Levina joined the faculty of Department of Statistics at University of Michigan after completing her PhD in 2002. She was promoted to associate professor in 2009 and to full professor in 2014. She served as the department's PhD program director from 2012 to 2019 and as department chair from 2020 to 2025. She is also affiliated faculty at the Michigan Institute for Data Science, AI and Society (MIDAS) and the Center for the Study of Complex Systems.

==Recognition==
Levina received the American Statistical Association Gottfried E. Noether Young Scholar Award in 2010 for her contributions to nonparametric statistics.

She was elected to the International Statistical Institute in 2011. In 2016, she was elected as a Fellow of the American Statistical Association and as a Fellow of the Institute of Mathematical Statistics (IMS) .

She was awarded the Vijay Nair Collegiate Professorship in 2017.

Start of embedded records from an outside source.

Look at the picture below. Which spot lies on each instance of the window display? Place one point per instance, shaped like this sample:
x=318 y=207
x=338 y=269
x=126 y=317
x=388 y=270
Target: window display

She was an invited speaker at the 2018 International Congress of Mathematicians, speaking in the section on Probability and Statistics. She has been chosen as a 2019 Medallion Lecturer for the IMS.

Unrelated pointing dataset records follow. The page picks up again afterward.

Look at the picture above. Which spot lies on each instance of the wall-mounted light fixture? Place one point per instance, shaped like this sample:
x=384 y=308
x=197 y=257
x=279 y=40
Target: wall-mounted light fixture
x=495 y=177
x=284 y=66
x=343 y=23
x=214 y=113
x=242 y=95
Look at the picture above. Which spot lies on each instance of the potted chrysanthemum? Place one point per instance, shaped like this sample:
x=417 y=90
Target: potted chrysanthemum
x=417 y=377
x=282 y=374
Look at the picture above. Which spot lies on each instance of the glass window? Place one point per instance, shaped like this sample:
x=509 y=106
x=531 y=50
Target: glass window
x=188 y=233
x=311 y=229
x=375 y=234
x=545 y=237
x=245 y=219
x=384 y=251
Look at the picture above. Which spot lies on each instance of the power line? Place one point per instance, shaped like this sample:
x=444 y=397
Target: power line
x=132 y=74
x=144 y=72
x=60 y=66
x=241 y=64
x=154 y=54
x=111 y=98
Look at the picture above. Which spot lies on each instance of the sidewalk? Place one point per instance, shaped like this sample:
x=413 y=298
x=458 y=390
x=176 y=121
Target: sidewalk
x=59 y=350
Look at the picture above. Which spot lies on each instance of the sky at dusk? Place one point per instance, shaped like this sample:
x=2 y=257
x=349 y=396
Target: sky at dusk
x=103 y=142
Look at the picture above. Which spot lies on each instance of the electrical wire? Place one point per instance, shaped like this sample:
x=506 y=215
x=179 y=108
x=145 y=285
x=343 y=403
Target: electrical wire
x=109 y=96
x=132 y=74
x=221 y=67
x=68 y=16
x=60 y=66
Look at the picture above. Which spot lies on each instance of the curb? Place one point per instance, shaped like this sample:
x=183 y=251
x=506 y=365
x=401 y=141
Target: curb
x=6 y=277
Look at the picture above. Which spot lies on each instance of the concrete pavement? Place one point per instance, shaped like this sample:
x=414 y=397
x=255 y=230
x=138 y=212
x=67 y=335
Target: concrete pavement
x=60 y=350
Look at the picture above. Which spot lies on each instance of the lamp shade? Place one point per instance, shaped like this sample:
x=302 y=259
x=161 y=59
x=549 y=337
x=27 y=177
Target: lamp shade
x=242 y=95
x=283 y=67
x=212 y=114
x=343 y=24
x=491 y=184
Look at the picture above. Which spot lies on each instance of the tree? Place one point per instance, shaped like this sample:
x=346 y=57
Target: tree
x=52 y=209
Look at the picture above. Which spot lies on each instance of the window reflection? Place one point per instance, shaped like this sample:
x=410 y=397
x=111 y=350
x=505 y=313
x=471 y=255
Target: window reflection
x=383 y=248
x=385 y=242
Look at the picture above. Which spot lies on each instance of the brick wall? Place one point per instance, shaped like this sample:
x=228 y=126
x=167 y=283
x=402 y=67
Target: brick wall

Professor Liza Levina is a “Thomson-ISI highly cited” researcher.

She received University of Michigan Distinguished Faculty Achievement Award in 2019. This honor is awarded university-wide to five senior faculty members annually.

In 2026, she was elected to the National Academy of Sciences.

==Family==

Levina's husband, Edward Ionides, is also a professor of statistics at the University of Michigan. They have three children.